CPU times: user 424 ms, sys: 35.5 ms, total: 460 ms
Wall time: 435 ms

Speed Comparisons

The dynamically compiled version is by far the fastest.

In [85]:
func_list = ['nbody_py', 'nbody_np', 'nbody_nb', 'nbody_hy']
data_list = ['p_py, pv_py', 'p_np, pv_np', 'p_nb, pv_nb', 'p_nb, pv_nb']
In [86]:
perf_comp_data(func_list, data_list, rep=3)
function: nbody_nb, av. time sec:   0.00607, relative:    1.0
function: nbody_np, av. time sec:   0.09028, relative:   14.9
function: nbody_py, av. time sec:   0.54923, relative:   90.5
function: nbody_hy, av. time sec:   5.44442, relative:  896.8

Performance Python Approaches

Nowadays, the Python ecosystem provides a number of ways to improve the performance of code.

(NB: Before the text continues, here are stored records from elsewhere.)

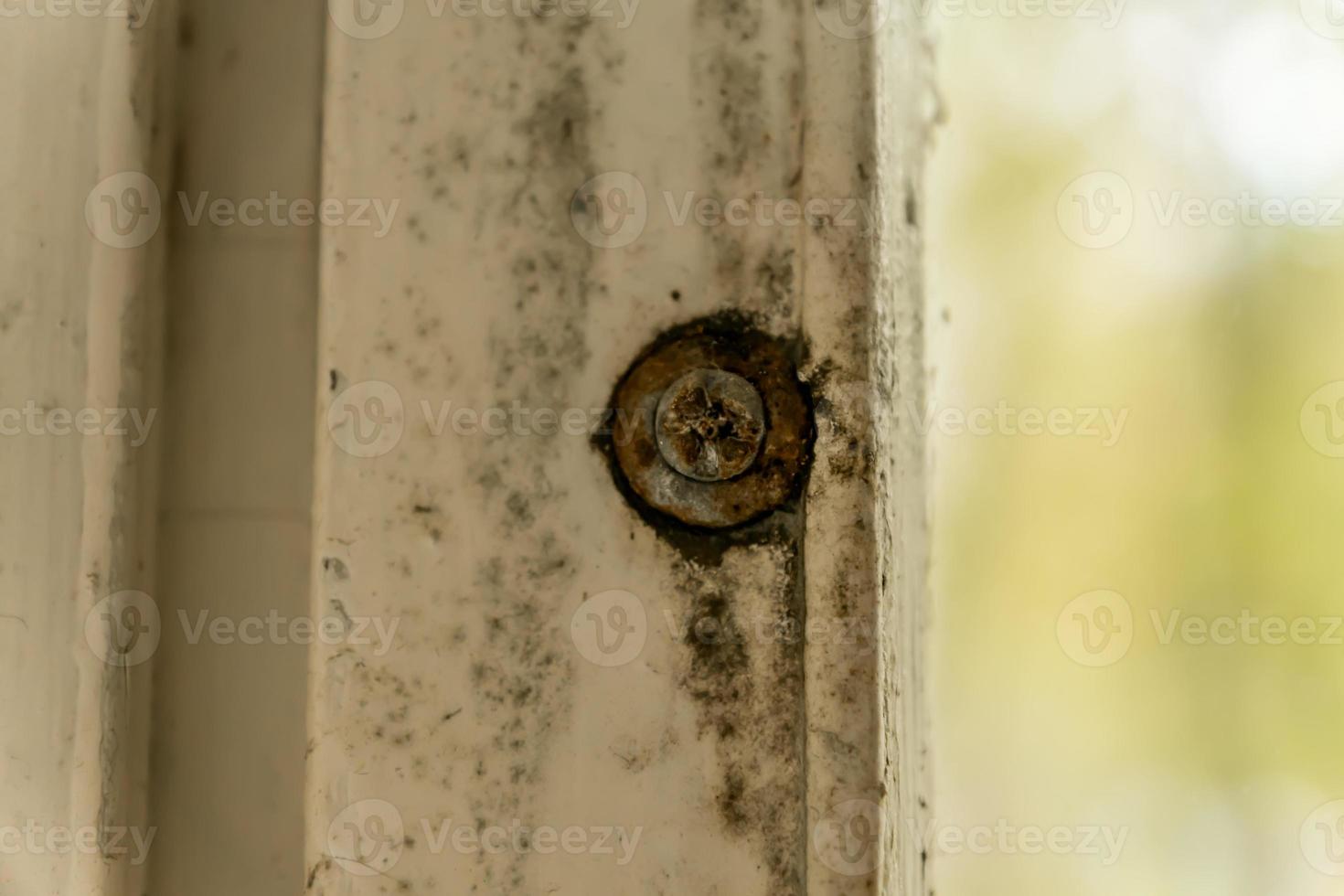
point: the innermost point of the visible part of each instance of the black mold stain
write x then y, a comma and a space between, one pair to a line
748, 692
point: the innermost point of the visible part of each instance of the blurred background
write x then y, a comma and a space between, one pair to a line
1137, 421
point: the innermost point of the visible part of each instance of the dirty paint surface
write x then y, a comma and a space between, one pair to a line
562, 666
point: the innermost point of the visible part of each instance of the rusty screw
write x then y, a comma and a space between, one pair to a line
709, 425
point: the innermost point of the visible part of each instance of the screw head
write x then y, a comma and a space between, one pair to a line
689, 435
709, 425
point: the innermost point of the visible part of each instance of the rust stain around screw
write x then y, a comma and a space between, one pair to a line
711, 425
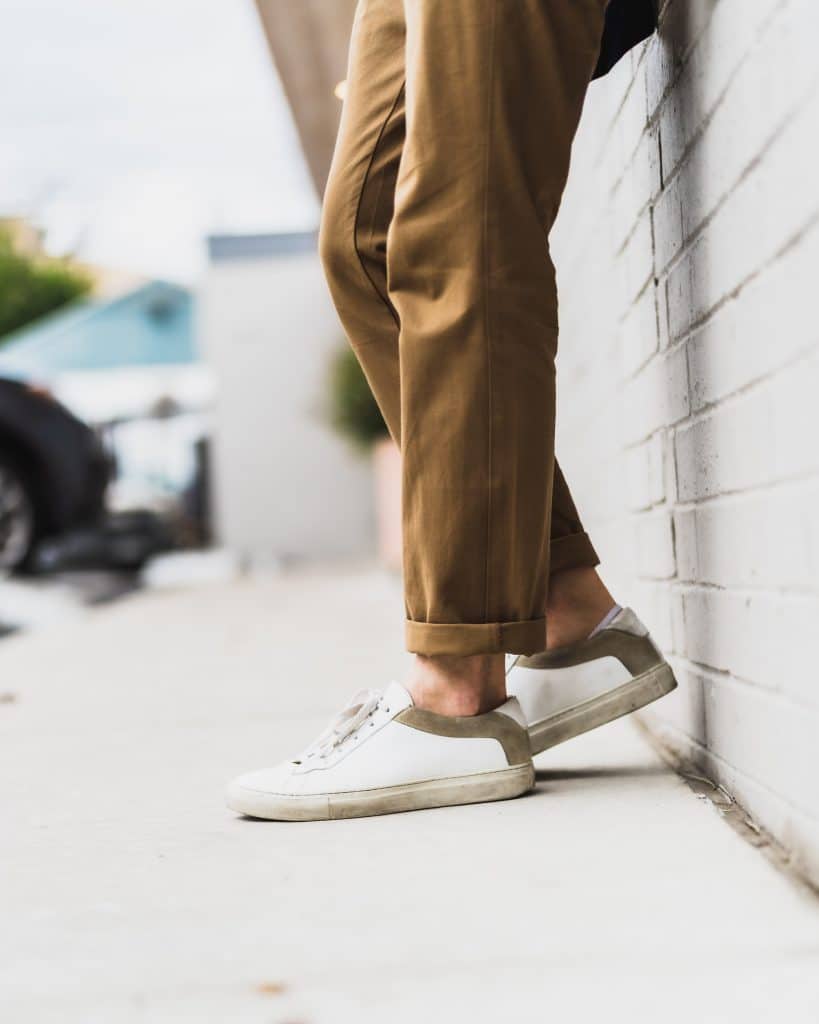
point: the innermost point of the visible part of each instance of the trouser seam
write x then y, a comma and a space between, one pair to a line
360, 201
486, 311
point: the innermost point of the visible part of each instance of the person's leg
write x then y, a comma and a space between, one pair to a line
357, 213
493, 95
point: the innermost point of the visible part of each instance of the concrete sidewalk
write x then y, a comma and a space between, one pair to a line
130, 894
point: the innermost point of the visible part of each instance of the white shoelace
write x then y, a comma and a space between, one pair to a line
348, 721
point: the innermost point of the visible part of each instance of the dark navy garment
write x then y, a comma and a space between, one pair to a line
628, 23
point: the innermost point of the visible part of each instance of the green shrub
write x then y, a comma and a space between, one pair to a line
31, 287
351, 408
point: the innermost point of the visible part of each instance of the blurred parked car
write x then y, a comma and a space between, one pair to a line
53, 472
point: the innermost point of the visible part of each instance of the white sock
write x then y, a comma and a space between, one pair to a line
606, 620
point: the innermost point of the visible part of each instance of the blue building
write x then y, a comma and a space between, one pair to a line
153, 325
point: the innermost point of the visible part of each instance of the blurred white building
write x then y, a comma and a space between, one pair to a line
285, 486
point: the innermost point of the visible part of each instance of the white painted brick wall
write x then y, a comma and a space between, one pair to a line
688, 260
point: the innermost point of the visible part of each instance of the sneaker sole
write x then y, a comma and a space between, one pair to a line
482, 787
638, 692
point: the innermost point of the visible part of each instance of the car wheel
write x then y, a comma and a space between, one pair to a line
16, 517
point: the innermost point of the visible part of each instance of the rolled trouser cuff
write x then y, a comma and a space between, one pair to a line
476, 638
571, 552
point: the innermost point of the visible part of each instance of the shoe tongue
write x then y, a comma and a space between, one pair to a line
396, 697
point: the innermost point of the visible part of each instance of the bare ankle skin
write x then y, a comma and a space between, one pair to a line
453, 685
577, 601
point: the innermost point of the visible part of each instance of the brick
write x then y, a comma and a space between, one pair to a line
644, 472
654, 545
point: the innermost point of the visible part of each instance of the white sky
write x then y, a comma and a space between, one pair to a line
130, 129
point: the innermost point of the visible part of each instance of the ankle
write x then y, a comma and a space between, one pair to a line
578, 600
453, 685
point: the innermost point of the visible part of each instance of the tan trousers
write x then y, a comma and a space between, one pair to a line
450, 161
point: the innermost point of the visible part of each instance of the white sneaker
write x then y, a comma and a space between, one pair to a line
572, 689
382, 755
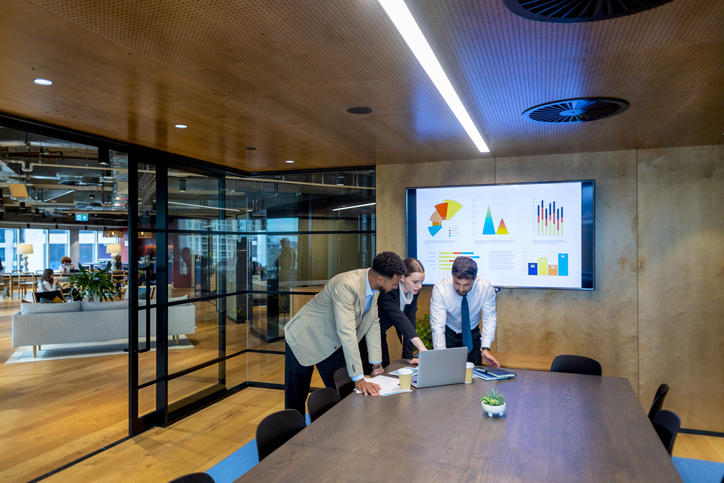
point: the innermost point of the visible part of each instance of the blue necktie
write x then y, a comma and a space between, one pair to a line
367, 304
465, 318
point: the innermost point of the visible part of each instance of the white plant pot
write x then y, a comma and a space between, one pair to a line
493, 410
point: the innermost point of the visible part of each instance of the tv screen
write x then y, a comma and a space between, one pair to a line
528, 235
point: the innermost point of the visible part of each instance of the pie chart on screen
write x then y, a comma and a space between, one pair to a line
443, 211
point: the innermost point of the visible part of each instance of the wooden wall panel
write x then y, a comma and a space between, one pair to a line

  • paradigms: some Python paradigms might be more performant than others given a specific problem
  • libraries: there is a wealth of libraries available for different types of problems which often lead to much higher performance given a problem that fits into the scope of the library
  • compiling: a number of powerful compiling solutions are available, static and dynamic ones
  • parallelization: some Python libraries have built-in parallellization capabilities, others allow to harness the full power of multiple cores CPUs, whole clusters or GPUs

A major benefit of the Python ecosystem is, that all these approaches generally are easily implementable, meaning that the additional effort included is generally quite low (even for non-experts). In other words, performance improvements often are low hanging fruits.